国立文楽劇場 4月文楽公演 通し狂言「菅原伝授手習鑑」4月12日(土)

国立文楽劇場開場30周年記念公演で、竹本住大夫師匠引退公演でもあります。

菅原伝授手習鑑の通し狂言
通常では、土曜日昼くらいに大阪に着く新幹線で二部を観て、宿泊し翌日一部を観て帰京なのです。
ここはひとつ無理をして(笑)、朝早い新幹線で大阪へゆき、一部二部通しで観ました。
腰や脚には疲れがきますが、行ってよかった観てよかった!
身体が動くうちに好きなものを観て、旅行しておくべきだと最近痛感するので。
 
通し狂言のよさは、荒唐無稽でも物語の起承転結の醍醐味が味わえるところ。
いわゆる見取りの名場面ばかりも楽しいですが、緩急がうまく考えられているので、えぇ?という話や場面があってもそれでさらに全体が盛り上がる。
 
今回初めての菅原伝授手習鑑の通しで、お人形が可愛くて、わぁと気持ちが盛り上がると同時に、子どもを犠牲する話なのよね、の切なさに涙する。
振り幅大きいよ…。
車曳の段、歌舞伎でもよく上演されるらしいのですが。衣装がそろっていて視覚的にも映えるし、三つ子喧嘩しているし面白いのだ。
三つ子だからっていつも衣装が一緒なの?とか(笑)つっこみたくなる。
 
文楽のよさは一度体験してもらわないと、どうにも説明しづらい…。
地味と言うひとに限って文楽観ていない。わかりにくいと言われるとそうね、と言うしかないけれど、わかりにくいからもっと知りたくなるのよー。
そうそう、それと私は集中力がないし、よく寝るほうだと思います、すんません…。
文楽は寝る人に寛容な芸能だと思うわ〜。いびきかかなければ。気にするひともいると思うけれど、それはね、人それぞれだし、それでも好きだし大事なところは目が覚める(笑) つまらないから眠くなる訳ではないと思うのよね…。ふっと意識がなくなるよ…。

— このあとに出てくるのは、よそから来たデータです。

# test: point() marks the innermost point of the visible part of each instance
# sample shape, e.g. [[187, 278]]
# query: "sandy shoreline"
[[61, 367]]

もっと知りたくなるためには、観て好きになってもらいたい。気にしてもらいたい♪
ハードル高いのかなぁ。
お人形さん可愛いよー。三味線の音の多彩さ。大夫さんの登場人物の語り分け。
能楽文楽・歌舞伎の関係性を知るともっと楽しいよ。
人形ならではのいい意味での現実感のなさと、人ではできない動き、ストレートに表現される喜怒哀楽にこちらも素直に浸ってしまいます。
 
うん、菅丞相の涙がほろりとこぼれる様子を三味線で表現するのよ…。
燕三さんの三味線の音すごかったな…。
 
住大夫さん、おつかれさまでした。まだ5月公演はありますが、先にお礼を申し上げたい。
あなたの浄瑠璃を聴いて初めて泣きました。泣くのがどうなのかって、人それぞれだし、泣かなくてもなんの問題もないんです。でも前回大阪で沼津聴いたとき、泣けてしかたなかった。
「情(じょう)」が大事だとよく言います。あなたの浄瑠璃がそれを本当に表していると思います。あなたの最後の浄瑠璃を聴くためにたくさんのひとが集まっていました。
あなたの演じる姿勢が、後輩を育てる姿勢がそれを物語っています。皆あなたが発する情を目に耳に焼き付けたいと思っている。
桜丸切腹の段。声が細くなっていらして、でも気持ちはとても大きくおありで。
聴きながら泣きそうでした。若い身空でいのちを散らすから桜丸には「桜」の名前なのよね。桜の、春の季節にお別れできてよかったと思うことにします。